Pelosi launches formal Trump impeachment inquiry
Trump is facing a formal impeachment inquiry over claims he threatened Ukraine to investigate Biden.
WASHINGTON D.C. — Donald Trump is facing an impeachment probe after claims he sought help from a foreign power to target a political rival.
House Speaker Nancy Pelosi announced a formal impeachment inquiry into President Trump, over allegations he pressured Ukrainian President Volodymyr Zelensky in a July call to investigate Joe Biden in exchange for the release of $391 million in aid.
The New York Times reports that the call is believed to be the subject of a complaint from a whistleblower in the intelligence community, that the Trump administration has withheld from Congress.
Both Trump and his personal lawyer Rudy Giuliani have accused Biden of improperly using his position as vice president to have a Ukrainian prosecutor fired to help his son Hunter, who sat on the board of a Ukraine gas company. According to the Guardian, there is no evidence to support this claim.
Biden is the current frontrunner for the Democratic presidential nomination, who Trump will likely face in his bid for re-election.

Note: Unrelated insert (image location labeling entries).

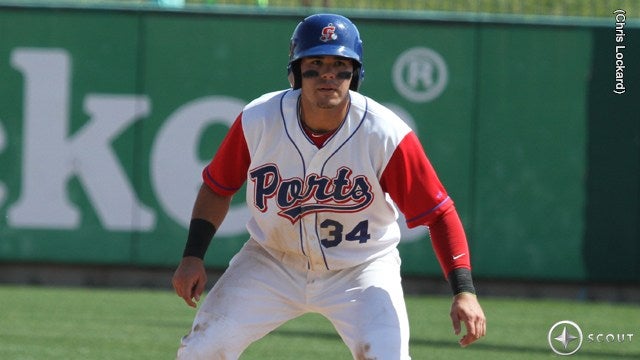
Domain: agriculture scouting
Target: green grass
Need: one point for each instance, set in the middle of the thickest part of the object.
(58, 323)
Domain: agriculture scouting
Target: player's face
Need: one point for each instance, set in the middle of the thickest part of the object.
(326, 80)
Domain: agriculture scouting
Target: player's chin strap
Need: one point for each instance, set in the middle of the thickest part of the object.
(200, 234)
(461, 281)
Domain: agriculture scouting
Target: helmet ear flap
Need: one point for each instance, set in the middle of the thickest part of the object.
(294, 71)
(355, 80)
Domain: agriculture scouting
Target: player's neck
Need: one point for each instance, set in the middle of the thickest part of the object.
(319, 120)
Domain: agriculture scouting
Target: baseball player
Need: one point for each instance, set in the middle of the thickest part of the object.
(325, 168)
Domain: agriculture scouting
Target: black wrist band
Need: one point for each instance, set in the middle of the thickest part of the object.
(200, 234)
(461, 281)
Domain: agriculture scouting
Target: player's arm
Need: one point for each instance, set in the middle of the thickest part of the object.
(209, 210)
(224, 175)
(409, 176)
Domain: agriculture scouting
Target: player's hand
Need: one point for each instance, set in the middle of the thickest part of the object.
(465, 308)
(190, 279)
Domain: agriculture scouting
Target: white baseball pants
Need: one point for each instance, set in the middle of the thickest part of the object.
(257, 293)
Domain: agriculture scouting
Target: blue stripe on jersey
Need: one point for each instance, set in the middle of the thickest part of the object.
(304, 169)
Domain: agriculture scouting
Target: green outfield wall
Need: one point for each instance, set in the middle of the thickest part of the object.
(107, 117)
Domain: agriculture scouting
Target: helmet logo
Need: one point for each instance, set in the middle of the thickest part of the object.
(328, 33)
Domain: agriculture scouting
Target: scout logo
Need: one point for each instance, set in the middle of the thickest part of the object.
(297, 197)
(328, 33)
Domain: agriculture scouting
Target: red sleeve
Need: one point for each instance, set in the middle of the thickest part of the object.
(413, 184)
(227, 171)
(450, 242)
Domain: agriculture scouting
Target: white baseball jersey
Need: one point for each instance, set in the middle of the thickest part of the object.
(329, 207)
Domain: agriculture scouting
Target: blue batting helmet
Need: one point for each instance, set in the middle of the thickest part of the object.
(328, 35)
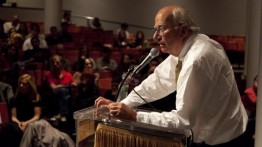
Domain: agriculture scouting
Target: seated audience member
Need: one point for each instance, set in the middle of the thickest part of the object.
(25, 108)
(66, 17)
(123, 28)
(140, 41)
(60, 50)
(122, 67)
(23, 29)
(106, 63)
(53, 38)
(13, 24)
(26, 125)
(111, 93)
(60, 81)
(35, 32)
(9, 65)
(6, 92)
(121, 40)
(249, 99)
(87, 85)
(36, 54)
(64, 34)
(3, 36)
(81, 61)
(96, 24)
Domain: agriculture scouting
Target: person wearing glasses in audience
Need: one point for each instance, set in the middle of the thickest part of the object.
(207, 100)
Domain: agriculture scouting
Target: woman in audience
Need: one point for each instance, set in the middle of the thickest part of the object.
(106, 63)
(60, 81)
(87, 86)
(25, 108)
(81, 61)
(123, 66)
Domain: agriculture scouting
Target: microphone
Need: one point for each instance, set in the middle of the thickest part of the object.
(153, 53)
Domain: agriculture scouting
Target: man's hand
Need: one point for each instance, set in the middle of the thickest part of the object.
(121, 111)
(101, 102)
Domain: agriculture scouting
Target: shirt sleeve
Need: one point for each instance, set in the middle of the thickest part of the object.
(156, 86)
(193, 80)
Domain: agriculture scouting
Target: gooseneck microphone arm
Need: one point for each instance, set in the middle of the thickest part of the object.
(130, 70)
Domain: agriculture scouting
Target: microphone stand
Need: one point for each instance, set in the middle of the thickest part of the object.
(129, 71)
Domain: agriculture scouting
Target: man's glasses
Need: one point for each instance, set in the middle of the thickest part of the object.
(161, 28)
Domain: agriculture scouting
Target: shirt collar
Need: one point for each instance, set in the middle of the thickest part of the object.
(186, 47)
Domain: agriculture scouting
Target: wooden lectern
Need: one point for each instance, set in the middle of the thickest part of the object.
(95, 128)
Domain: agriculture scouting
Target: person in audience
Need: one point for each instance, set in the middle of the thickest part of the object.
(35, 32)
(25, 108)
(53, 38)
(23, 29)
(111, 93)
(6, 92)
(249, 99)
(87, 85)
(10, 65)
(66, 17)
(123, 28)
(121, 40)
(37, 54)
(122, 67)
(60, 50)
(140, 41)
(106, 63)
(207, 98)
(3, 37)
(60, 81)
(64, 34)
(81, 61)
(96, 24)
(14, 24)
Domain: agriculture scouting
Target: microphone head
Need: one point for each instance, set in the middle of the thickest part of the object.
(154, 52)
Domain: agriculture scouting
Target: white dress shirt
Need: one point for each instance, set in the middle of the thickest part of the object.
(207, 100)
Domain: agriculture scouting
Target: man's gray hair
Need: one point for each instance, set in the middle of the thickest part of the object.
(182, 16)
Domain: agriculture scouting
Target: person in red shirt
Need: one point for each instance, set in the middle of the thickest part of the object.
(249, 98)
(60, 82)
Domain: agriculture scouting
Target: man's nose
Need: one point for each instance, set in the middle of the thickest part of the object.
(156, 37)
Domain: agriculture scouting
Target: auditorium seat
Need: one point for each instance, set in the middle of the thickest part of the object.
(4, 117)
(104, 84)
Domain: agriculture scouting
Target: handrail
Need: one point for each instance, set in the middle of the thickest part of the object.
(109, 21)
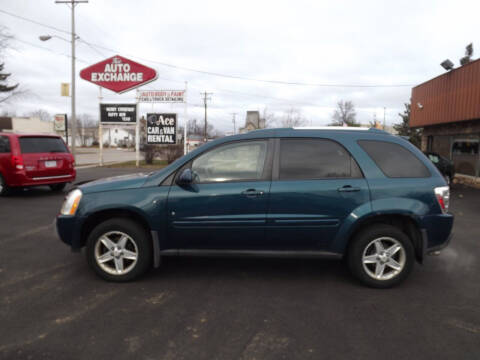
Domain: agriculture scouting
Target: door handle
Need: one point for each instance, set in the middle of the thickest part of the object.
(252, 193)
(348, 188)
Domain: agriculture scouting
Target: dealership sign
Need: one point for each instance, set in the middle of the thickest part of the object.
(59, 122)
(118, 113)
(167, 96)
(161, 128)
(118, 74)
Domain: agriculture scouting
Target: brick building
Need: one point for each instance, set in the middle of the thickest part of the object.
(447, 107)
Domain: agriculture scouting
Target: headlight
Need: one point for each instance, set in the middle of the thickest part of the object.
(70, 205)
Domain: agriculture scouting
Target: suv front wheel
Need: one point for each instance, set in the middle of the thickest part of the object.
(119, 250)
(381, 256)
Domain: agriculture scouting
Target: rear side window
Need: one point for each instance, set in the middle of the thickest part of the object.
(41, 145)
(303, 159)
(394, 160)
(31, 145)
(4, 144)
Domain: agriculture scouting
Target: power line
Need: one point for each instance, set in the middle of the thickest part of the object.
(211, 73)
(35, 22)
(50, 50)
(278, 82)
(206, 97)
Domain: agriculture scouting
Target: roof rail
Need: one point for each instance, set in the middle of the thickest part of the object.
(331, 128)
(341, 128)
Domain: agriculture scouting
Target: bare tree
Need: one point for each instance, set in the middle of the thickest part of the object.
(7, 91)
(468, 55)
(344, 115)
(292, 117)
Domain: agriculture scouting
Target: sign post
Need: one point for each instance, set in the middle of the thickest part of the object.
(137, 137)
(60, 124)
(185, 125)
(119, 74)
(100, 127)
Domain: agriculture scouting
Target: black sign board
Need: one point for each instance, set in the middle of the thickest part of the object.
(161, 128)
(118, 113)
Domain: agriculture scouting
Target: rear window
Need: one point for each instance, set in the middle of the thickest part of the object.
(4, 144)
(394, 160)
(31, 145)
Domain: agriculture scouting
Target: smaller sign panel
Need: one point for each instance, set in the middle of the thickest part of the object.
(161, 128)
(118, 113)
(59, 121)
(166, 96)
(65, 89)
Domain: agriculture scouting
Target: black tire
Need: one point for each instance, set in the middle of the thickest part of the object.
(58, 187)
(4, 188)
(137, 234)
(363, 242)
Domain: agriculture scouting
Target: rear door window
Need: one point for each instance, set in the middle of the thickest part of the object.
(305, 159)
(30, 145)
(242, 161)
(394, 160)
(4, 144)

In her official announcement, Pelosi said the six House committees already investigating Trump will make recommendations to the House Judiciary Committee, which handles impeachment. Their reports could then form the articles of impeachment against the president.
Said president was quick to respond to the announcement with a volley of tweets, calling the inquiry a "witch hunt" and crying "presidential harassment."
According to the New York Times, the launch of a formal inquiry doesn't necessarily mean the House will vote to charge Trump with "high crimes and misdemeanors."
But it's the likely outcome, given that Democrats hold a majority of seats, and only a simple majority vote is needed to indict.
According to a New York Times survey, the number of House Democrats supporting impeachment is currently at 203 — more than two thirds of the 235-member caucus.
Independent representative Justin Amash from Michigan also favors starting an inquiry, while predictably, no Republican reps have come out as pro-impeachment.
If the House moves forward with a charge, the proceedings move to the Senate for a trial presided over by the Supreme Court Chief Justice, with the Senate acting as jury.
A conviction would require a two-thirds majority, but is unlikely to go through as the Senate is controlled by the Republicans.
But according to Retuers, an impeachment inquiry alone will probably deal significant damage to Trump's image as he vies for re-election.
Already, less than half of Americans approve of his performance as Commander-in-Chief, and even less than that will be with him if public hearings squeeze out some damning information.